I created a CNN model that takes as input a 3x512x512 image, and reduces it, through convolutions and maxpoolings, to a 1024x32x32 cube. In this cube I am using a 1x1 kernel conv layer to make a binary classification and a (x, y) regression for each of the 32x32 cells.
So I have a Conv2d later like this:
predConv = nn.Conv2d(1024, 3, kernel_size=1, padding=0)
My question is: there is any difference between using a single conv layer with 3 kernels (the first for classification, and the last two for regression), and two conv layers, one with 1 kernel (for classification) and another with 2 kernels (for regression), like this:
predClass = nn.Conv2d(1024, 1, kernel_size=1, padding=0)

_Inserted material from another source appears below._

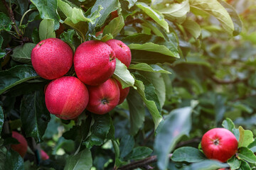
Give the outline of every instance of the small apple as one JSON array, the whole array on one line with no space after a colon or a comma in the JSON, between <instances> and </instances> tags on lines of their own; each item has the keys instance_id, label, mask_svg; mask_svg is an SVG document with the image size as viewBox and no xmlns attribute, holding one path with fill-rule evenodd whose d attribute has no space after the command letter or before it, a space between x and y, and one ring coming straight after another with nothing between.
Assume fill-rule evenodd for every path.
<instances>
[{"instance_id":1,"label":"small apple","mask_svg":"<svg viewBox=\"0 0 256 170\"><path fill-rule=\"evenodd\" d=\"M225 162L238 150L238 142L235 135L225 128L214 128L205 133L201 147L208 159Z\"/></svg>"},{"instance_id":2,"label":"small apple","mask_svg":"<svg viewBox=\"0 0 256 170\"><path fill-rule=\"evenodd\" d=\"M89 111L102 115L117 106L120 92L114 79L109 79L98 86L89 86L89 103L86 108Z\"/></svg>"},{"instance_id":3,"label":"small apple","mask_svg":"<svg viewBox=\"0 0 256 170\"><path fill-rule=\"evenodd\" d=\"M75 52L75 73L80 80L90 86L100 85L110 79L115 64L114 50L100 41L86 41Z\"/></svg>"},{"instance_id":4,"label":"small apple","mask_svg":"<svg viewBox=\"0 0 256 170\"><path fill-rule=\"evenodd\" d=\"M43 149L41 150L41 159L44 161L49 159L49 156Z\"/></svg>"},{"instance_id":5,"label":"small apple","mask_svg":"<svg viewBox=\"0 0 256 170\"><path fill-rule=\"evenodd\" d=\"M118 104L117 104L117 105L119 105L119 104L121 104L121 103L122 103L124 102L124 99L128 96L128 94L129 94L129 87L122 89L122 84L117 80L117 83L118 87L119 87L119 91L120 91L119 101L118 102Z\"/></svg>"},{"instance_id":6,"label":"small apple","mask_svg":"<svg viewBox=\"0 0 256 170\"><path fill-rule=\"evenodd\" d=\"M58 38L41 40L32 50L31 62L36 72L46 79L64 76L71 68L73 51Z\"/></svg>"},{"instance_id":7,"label":"small apple","mask_svg":"<svg viewBox=\"0 0 256 170\"><path fill-rule=\"evenodd\" d=\"M131 50L129 47L122 41L114 39L107 41L106 43L113 49L116 57L128 68L132 60Z\"/></svg>"},{"instance_id":8,"label":"small apple","mask_svg":"<svg viewBox=\"0 0 256 170\"><path fill-rule=\"evenodd\" d=\"M16 144L11 144L11 149L18 152L21 157L23 157L28 149L28 142L25 137L17 132L13 131L11 136L20 142Z\"/></svg>"},{"instance_id":9,"label":"small apple","mask_svg":"<svg viewBox=\"0 0 256 170\"><path fill-rule=\"evenodd\" d=\"M46 89L46 104L50 113L68 120L78 117L88 103L85 85L74 76L63 76L52 81Z\"/></svg>"}]
</instances>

predXYCoord = nn.Conv2D(1024, 2, kernel_size=2, padding=0)
I think that the answer is that there is no difference, but my classification is getting a good accuracy (0.85) and the regression is outputting nonsense values. I am using BCEWithlogitsloss and MSELoss as loss functions.
Thank you very much, and sorry for the silly question.
Both approaches should yield the same result, if you are using the same setup besides the
kernel_size=2, while the others use a kernel size of 1.
Here is a small example:
# Single layer
input = torch.randn(1, 10, 32, 32, requires_grad=True)
conv1 = nn.Conv2d(10, 3, 3, 1, 1, bias=False)
out1 = conv1(input)
input_grad_reference = input.grad.clone()
conv_grad_reference = conv1.weight.grad.clone()
# Two layers
conv2 = nn.Conv2d(10, 2, 3, 1, 1, bias=False)
conv3 = nn.Conv2d(10, 1, 3, 1, 1, bias=False)
out2 = conv2(input)
out3 = conv3(input)
print((input.grad == input_grad_reference).all())
print((conv2.weight.grad == conv_grad_reference[:2]).all())
print((conv3.weight.grad == conv_grad_reference[2:]).all())
Thank you very much for your answer. I was 99% sure that they yield the same result, I just could not find the error on my code. But I think have just found it.
I was permuting the output channels after separating them. Like this:
classification = out[:, 0] # (N, 32, 32)
regression = out[:, 1:] # (N, 2, 32, 32)
regression = regression.permute(0, 2, 3, 1).contiguous() # (N, 32, 32, 2)
Now I am permuting before separating the classifications regression outputs, and the regression results are something meaningful.
By the way, the kernel_size=2 on my question was a typo, it should be 1 on both layers. Is there any reason why you used kernel_size=3 in your examples?
Thank you again!
No, it’s just my default setup for debugging without any particular reason.
I’ve probably seen VGG/AlexNet etc. too often and just write the default conv layer.